これまでに、いくつかの脳梗塞モデルが確立されていますが、どのモデルも個体差が大きいのが難点でした。 そこで、本研究室では個体差の極めて少ない<新規脳梗塞モデルを確立し、脳梗塞の病態形成の仕組みや修復の仕組み研究を行っています。

 本モデルは外科的手法により作成します。

新規脳梗塞モデル
(白い部分が梗塞)

 ・血液脳関門と脳梗塞  

脳の血管は物質をほとんど通しません。これは脳の血管に「血液脳関門」と呼ばれるバリアがあり、血液中の物質から脳神の経を守っているためです。脳梗塞が起こると、血液脳関門が破綻し、血液中の分子が血管外へ漏出することがわかっています。

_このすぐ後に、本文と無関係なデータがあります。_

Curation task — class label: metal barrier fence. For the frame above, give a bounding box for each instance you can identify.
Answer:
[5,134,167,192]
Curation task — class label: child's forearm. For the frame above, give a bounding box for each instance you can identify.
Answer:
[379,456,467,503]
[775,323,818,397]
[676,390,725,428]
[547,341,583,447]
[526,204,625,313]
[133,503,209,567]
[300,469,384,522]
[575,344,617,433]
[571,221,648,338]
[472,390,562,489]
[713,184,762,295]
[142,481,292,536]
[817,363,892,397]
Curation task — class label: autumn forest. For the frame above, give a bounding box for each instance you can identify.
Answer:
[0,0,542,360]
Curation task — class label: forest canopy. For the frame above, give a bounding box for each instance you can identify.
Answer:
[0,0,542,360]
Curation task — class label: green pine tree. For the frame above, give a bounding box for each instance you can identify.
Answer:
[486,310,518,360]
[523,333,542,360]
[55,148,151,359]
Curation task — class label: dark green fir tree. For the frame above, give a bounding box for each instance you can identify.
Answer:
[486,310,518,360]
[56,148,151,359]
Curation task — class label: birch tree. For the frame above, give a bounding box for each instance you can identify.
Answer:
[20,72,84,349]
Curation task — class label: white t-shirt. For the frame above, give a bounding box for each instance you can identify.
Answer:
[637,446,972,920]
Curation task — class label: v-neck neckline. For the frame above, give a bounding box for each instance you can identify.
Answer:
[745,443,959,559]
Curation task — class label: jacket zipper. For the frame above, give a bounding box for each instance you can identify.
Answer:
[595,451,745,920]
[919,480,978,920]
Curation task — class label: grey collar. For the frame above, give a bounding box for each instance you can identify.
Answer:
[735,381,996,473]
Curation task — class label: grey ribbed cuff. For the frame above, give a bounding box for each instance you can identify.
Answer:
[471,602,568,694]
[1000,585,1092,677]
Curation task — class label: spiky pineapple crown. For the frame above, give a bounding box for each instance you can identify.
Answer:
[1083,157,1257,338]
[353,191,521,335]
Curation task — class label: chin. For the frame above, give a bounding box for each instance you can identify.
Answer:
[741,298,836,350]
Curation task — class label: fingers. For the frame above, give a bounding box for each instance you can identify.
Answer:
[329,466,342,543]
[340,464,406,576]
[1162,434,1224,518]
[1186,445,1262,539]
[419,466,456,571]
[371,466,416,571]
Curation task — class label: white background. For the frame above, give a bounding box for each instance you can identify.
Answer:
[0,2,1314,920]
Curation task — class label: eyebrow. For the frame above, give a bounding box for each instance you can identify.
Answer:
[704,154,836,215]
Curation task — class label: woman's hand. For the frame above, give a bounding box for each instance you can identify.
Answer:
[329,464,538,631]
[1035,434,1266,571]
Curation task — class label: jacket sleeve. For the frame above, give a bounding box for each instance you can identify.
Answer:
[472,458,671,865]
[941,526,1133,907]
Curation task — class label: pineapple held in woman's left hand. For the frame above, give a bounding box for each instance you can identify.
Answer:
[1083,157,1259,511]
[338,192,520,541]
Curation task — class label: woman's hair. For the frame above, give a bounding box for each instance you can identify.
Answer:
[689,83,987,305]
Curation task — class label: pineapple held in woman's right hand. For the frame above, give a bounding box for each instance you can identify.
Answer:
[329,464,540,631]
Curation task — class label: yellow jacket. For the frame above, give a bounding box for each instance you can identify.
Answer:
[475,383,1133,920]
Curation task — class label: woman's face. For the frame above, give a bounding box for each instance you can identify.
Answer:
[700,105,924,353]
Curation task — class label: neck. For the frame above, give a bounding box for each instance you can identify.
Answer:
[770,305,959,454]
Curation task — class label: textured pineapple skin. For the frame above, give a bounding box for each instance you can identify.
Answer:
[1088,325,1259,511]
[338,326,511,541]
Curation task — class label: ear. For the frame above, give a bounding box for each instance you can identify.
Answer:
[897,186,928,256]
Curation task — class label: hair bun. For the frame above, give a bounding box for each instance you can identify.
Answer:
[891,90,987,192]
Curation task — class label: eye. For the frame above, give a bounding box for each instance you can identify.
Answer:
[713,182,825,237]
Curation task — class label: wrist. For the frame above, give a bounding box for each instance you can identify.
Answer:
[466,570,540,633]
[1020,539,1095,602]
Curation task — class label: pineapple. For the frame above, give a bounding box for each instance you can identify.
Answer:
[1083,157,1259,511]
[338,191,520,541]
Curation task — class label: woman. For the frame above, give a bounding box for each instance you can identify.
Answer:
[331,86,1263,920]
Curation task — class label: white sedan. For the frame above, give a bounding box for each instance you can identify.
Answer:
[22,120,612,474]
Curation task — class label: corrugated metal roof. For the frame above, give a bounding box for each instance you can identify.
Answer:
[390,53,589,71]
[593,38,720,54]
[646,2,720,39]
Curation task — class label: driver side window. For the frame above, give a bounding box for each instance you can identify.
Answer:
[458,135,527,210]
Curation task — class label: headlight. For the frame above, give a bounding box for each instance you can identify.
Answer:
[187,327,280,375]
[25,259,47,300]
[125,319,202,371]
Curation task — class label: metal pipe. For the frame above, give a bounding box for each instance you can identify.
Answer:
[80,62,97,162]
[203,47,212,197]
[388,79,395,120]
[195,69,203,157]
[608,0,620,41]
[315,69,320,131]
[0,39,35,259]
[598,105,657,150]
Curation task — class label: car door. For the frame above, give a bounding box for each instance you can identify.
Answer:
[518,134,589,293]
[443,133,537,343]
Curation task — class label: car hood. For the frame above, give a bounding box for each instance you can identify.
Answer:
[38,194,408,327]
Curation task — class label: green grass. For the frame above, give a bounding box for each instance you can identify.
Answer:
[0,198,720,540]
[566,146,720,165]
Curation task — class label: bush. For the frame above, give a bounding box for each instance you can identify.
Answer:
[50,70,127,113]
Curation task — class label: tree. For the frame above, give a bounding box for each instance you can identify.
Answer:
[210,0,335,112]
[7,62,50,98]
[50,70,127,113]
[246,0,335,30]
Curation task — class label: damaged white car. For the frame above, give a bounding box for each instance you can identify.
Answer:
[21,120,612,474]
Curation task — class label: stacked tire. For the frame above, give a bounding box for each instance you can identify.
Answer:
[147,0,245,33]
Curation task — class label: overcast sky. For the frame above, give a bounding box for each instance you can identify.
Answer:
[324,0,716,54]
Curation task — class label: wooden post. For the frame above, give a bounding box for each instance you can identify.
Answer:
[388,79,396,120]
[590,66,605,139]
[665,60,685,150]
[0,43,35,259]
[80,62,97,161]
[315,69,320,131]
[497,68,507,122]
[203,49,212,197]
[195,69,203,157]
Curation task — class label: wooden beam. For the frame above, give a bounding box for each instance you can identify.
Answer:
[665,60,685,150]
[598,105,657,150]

 本研究室では上記のモデルを用いて、血液脳関門の破たんに伴う血漿タンパク質の漏出により活性酸素が生成され、神経の傷害とそれに起因する神経機能の障害が誘導されることを明らかにしています。
 この図は梗塞脳における血液脳関門の破たん(左、赤)と活性酸素の生成(中央、緑)が重なっていること(右)を示しています。


・肺塞栓の新規病態モデルの確立

肺塞栓は、太い静脈にできた血栓がちぎれて、流れ着いた肺の動脈を閉塞することにより、呼吸が出来なくなるため、短時間で死に至る危険のある疾患です。

 本研究室では、マウスの静脈にある決まった量の小さい血栓を投与することにより、高い再現性で肺塞栓を誘導するモデルを確立しました。

 本研究室では、このモデルを用いて、他の虚血性疾患と同様に肺塞栓においても炎症反応が惹起されるものの、その反応は他の臓器の虚血と異なる事を見出しています。
 右の図は、肺塞栓の肺(左)と緑色蛍光色素で標識した塞栓の分布(右)を示しています。



その他にも、
・糖尿病網膜症モデル
・皮膚光老化モデル

     などを確立・利用しています。